Baby steps with Elixir – Wordcount

2016-09-05

Implementing (useful subsets of) basic Unix utilities is a great way to learn a programming language. On my quest to read a file one line at a time in Elixir, I decided to try implementing wc. The interface:

$ elixir wc.exs <filename>
 <line-count> <word-count> <char-count> <filename>

The code follows. Most of it is self-explanatory with the comments, but I struggled with the Stream.transform/3 function, so I’ll try to explain what it does later.

## wc.exs
defmodule WordCount do

  def wordcount(filename) do
    path = Path.expand(filename)
    File.stream!(path)
    # By default, File.stream! streams lines.
    |> Stream.transform(nil, fn(line, _) -> {[wordcount_for_line(line)], nil} end)
    # At this point, each item in the stream is a map with counts for every
    # line.
    |> Enum.reduce(%{ words: 0, lines: 0, chars: 0 }, fn(count_map, acc) ->
        Map.merge(count_map, acc, fn(_k, v1, v2) -> v1 + v2 end)
       end)
  end

  defp wordcount_for_line(line) do
    with num_words = line
                     |> String.trim
                     |> String.split(~r/\s+/)
                     |> Enum.filter(&(String.length(&1) > 0))
                     |> length,
         num_lines = 1, # Of course the line-count for a line is 1! :)
         num_chars = String.length(line) do
      %{ words: num_words, lines: num_lines, chars: num_chars }
    end
  end

  defp print_result(%{ words: words, lines: lines, chars: chars }, filename) do
    IO.puts " #{lines} #{words} #{chars} #{filename}"
  end

  defp usage, do: "Give me a filename please."

  def main([]) do
    raise usage
  end

  def main([ filename | _ ]) do
    wordcount(filename) |> print_result(filename)
  end

end

WordCount.main(System.argv)

Let’s wordcount ourselves:

$ elixir wc.exs wc.exs
 37 123 1014 wc.exs

Streams and files

Streams are Elixir’s lazy collection abstraction, allowing one to describe computations on a potentially unbounded (in size) data-source. These computations are run when the result is explicitly requested, either by functions like Stream.run or by trying to enumerate a stream, since streams implement the enumerable protocol (which by the way just means that we can iterate the stream one item at a time).

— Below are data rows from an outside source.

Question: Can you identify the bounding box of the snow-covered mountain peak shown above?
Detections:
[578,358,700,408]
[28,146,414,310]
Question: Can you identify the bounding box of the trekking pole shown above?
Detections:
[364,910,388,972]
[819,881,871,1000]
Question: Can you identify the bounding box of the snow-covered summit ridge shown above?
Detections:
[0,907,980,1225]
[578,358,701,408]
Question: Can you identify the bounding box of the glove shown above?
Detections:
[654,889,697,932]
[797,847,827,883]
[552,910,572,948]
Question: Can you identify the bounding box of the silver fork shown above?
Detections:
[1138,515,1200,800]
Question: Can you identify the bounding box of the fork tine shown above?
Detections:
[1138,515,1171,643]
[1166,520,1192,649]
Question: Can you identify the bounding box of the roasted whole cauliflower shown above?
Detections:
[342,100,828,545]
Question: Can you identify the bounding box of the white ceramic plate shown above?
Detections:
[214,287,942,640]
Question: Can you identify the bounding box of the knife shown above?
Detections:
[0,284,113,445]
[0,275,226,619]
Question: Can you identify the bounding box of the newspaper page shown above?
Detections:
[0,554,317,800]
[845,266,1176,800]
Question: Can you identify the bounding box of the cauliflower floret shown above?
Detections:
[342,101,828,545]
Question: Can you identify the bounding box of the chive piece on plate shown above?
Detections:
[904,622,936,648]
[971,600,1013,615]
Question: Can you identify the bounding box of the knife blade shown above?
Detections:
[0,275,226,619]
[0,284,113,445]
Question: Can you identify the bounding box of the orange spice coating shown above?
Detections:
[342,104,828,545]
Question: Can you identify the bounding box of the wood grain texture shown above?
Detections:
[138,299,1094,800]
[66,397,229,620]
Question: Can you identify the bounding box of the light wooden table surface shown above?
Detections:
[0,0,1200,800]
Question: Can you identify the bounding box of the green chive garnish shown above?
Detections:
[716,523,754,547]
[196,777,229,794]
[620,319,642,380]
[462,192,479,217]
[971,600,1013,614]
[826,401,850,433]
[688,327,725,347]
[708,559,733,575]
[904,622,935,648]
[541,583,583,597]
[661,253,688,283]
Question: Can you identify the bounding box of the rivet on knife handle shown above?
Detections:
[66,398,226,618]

In its most basic invocation like on line 5, File.stream! takes a Path and returns a File.Stream that streams the target file (if it exists) one line at a time.

On to the next line in the call to Stream.transform/3: The first argument (here nil) is the initial value of the accumulator variable. This is used to hold state for successive calls to the reducer function. Next up is the “reducer” function, which is called for every item in the stream, along with the current accumulator. Stream.transform/3 expects us to return a 2-tuple with a list of items as the first element, and the new value of the accumulator as the second element. It is important to note that we can, for one item in the original stream, emit more than one items in the “transformed” stream, and hence the first element of the returned two tuple must usually be a list. For example, if a stream represents the number of photons detected in a photomultiplier at each discrete time-step, like [2, 1, 6, 9, 0, 1], and we want to output a stream of "p"s consistent with the counts of photons in the incoming stream, we would do something like:

photon_counts
|> Stream.transform(nil, fn(count, _) ->
    {Stream.repeatedly(fn -> "p" end) |> Enum.take(count), nil}
end)
|> Enum.to_list
# ["p", "p", "p", "p", "p", "p", "p", "p", "p", "p", "p", "p", "p", "p",
#  "p", "p", "p", "p", "p"]

# ^^- 19 "p"s

Note that we are not using the accumulator at all in both these examples. We just initialize it to nil, and keep sending nil as the “updated” accumulator value, which is ignored anyway by our reducer function.